Apesar de aumentar o estrogênio, que outra objeção haveria para o hábito de beber moderadamente ou tomar um cálice de vinho por dia?  Apenas pequenas doses podem desencadear um desejo químico por álcool. A história de minha família é para mim a maior evidência. O vício em álcool está ligado à dopamina, o hormônio do prazer. O álcool libera dopamina. A novidade, de acordo com pesquisas científicas, é que apenas a degustação do álcool, um leve sabor de cerveja na boca, é suficiente para liberar a dopamina. Em pessoas que não bebem, mas têm um histórico familiar de bebida, a liberação de dopamina com a mera degustação do álcool é quatro vezes maior. A liberação de dopamina provocada pelo álcool não nos condicionada necessariamente ao vício, mas nos predispõe ao vício. De acordo com a revista Time, o lema dos Alcoólatras Anônimos agora tem comprovação científica: “É com o primeiro drink que você se torna um bêbado.” (Veja aqui).

Ainda que minha história familiar seja triste, eu tenha conhecido histórias trágicas entre círculos fechados, histórias de liberdade entre os que escolheram a abstinência ou venceram o vício, as pesquisas me convençam a ponto de não haver em minha vida lugar para goles ocasionais, o que considero decisivo para rejeitar o álcool é a importância da consciência. Não quero escapar da realidade, ainda que ela seja muito difícil por vezes. Não quero amortecer minha mente nem a conta-gotas. Eu vivo uma esperança. O ópio em líquido não redimensiona minha história, nem lhe dá saúde, tira minha saúde, desencadeia tantas mortes violentas no mundo, mata aos poucos a consciência de muitos, enriquece uma indústria ávida pela cultura da bebida, é metáfora do mal que cega, fez se perder a quem amei, não me ajuda a encontrar outros trajetos. Digo não ao álcool não porque ele está relacionado à endometriose ou à infertilidade, mas porque quando ele funciona, eu me subtraio e deixo só a quem me espera, bebo porque sou livre e me torno menos livre, calo-me, mas as dores não me deixam.

2 comentários:

  1. O discurso ganharia mais força se falasse de espiritualidade, mas não da sua religião especificamente. Embora eu seja cristã, protestante, interdenominacional, ecumênica, eu leio seu texto com certa reserva. Em meio a tantos argumentos interessantes, aparecem alguns que parecem dar a impressão que você estaria querendo pregar, converter, ou coisa e tal. Perde a força de discurso científico e desliza para um estilo meio Paulo Coelho, apelativo. Falo isso com a intenção de que aprimore seu blog, pois ele é muito relevante! Parabéns de qualquer modo pelo seu trabalho e sua força! Abraço!

    ResponderExcluir
  2. Olá, querida Débora:

    Obrigada por escrever e colocar de maneira direta seu ponto de vista. Compreendo sua visão, agradeço por expressá-la.

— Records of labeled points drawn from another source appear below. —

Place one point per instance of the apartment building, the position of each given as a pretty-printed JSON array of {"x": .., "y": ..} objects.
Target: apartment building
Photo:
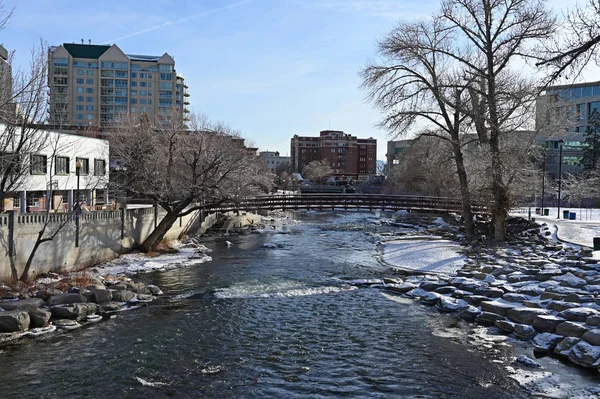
[
  {"x": 348, "y": 155},
  {"x": 99, "y": 85}
]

    Minha pretensão é escrever aquilo que Deus gostaria que eu escrevesse. Procuro orar para escrever porque procuro orar para viver. Ele me conduziu pelo caminho da cura, Ele me envolve com seu terno amor. Sem Ele não haveria palavra. Mas sou tão falha. Sinto a necessidade de falar sobre o que encontrei.

    Que Deus nos ajude a fazer sua vontade, a fazer sua vontade em todas as coisas. O que Ele deseja escrever em nós? Só a oração pode dar forma e essência à palavra. Eu preciso orar.